Um fato em específico encorajou Silvana a fazer algo a respeito da situação. “Me deparei um dia com uma mulher trans chamada Luiza, que estava na fila de transplante de rim. Tinha mais de 30 anos e se aquendava desde o início da transição. Luiza faleceu do meu lado, quando eu estava prestes a infundir uma bolsa de sangue nela.”
Mesmo sem saber costurar e inexperiente no ramo empresarial, Silvana fundou a Trucss, marca de peças íntimas feitas especialmente para mulheres trans, em 2017. A empresa está inovando o mercado de lingerie com suas peças e em abril chamou a atenção nas redes sociais por ter sido dona do primeiro comercial destinado ao público transgênero a ser exibido na Record TV.
“É maravilhoso você ter a consciência de que você é a primeira mulher trans a aparecer em um comercial da Record, uma emissora totalmente conservadora. Foi incrível”, disse Melina, que protagonizou a campanha.
Silvana relatou que a escolha da emissora foi proposital: “No início, as costureiras, as primeiras que encontrei, não queriam fazer as peças, por serem destinadas ao público trans e a maioria delas era evangélica [...] Por isso, escolhemos essa emissora, para mostrar para essas pessoas que se recusaram fazer minhas peças que a gente continuou, né? Temos que dar voz às meninas trans e nada melhor do que fazer esse burburinho na Record”.
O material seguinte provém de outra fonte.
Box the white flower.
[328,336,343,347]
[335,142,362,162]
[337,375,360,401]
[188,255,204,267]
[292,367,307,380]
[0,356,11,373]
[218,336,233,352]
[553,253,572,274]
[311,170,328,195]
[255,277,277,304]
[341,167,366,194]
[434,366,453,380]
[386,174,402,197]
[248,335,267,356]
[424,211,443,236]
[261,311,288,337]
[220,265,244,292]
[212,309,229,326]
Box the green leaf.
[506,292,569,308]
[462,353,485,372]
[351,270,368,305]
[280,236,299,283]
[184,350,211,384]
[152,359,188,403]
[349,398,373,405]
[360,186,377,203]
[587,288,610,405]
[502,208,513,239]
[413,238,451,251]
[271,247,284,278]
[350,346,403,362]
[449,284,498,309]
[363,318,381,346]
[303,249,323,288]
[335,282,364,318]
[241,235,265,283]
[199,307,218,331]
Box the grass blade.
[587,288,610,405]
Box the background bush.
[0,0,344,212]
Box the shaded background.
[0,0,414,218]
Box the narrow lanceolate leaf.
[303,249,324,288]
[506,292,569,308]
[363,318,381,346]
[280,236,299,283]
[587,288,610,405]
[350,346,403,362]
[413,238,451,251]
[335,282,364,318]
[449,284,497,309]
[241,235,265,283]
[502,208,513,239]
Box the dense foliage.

No Brasil, a primeira campanha publicitária feita com uma mulher trans aconteceu em 2015, com a Lola Cosmetics, ou seja, demorou quase 10 anos para que uma mulher trans protagonizasse um comercial em TV aberta novamente.
Cuidados ao ‘aquendar’
Conforme o projeto internacional Trans Murder Monitoring (TMM), que tem em vista monitorar o número de assassinatos de pessoas trans no mundo, de 2008 a setembro de 2022, o Brasil é o primeiro colocado, responsável por 37,5% das mortes. Por isso, aquendar tornou-se como um alicerce para a sobrevivência, além de ajudar com a disforia de gênero.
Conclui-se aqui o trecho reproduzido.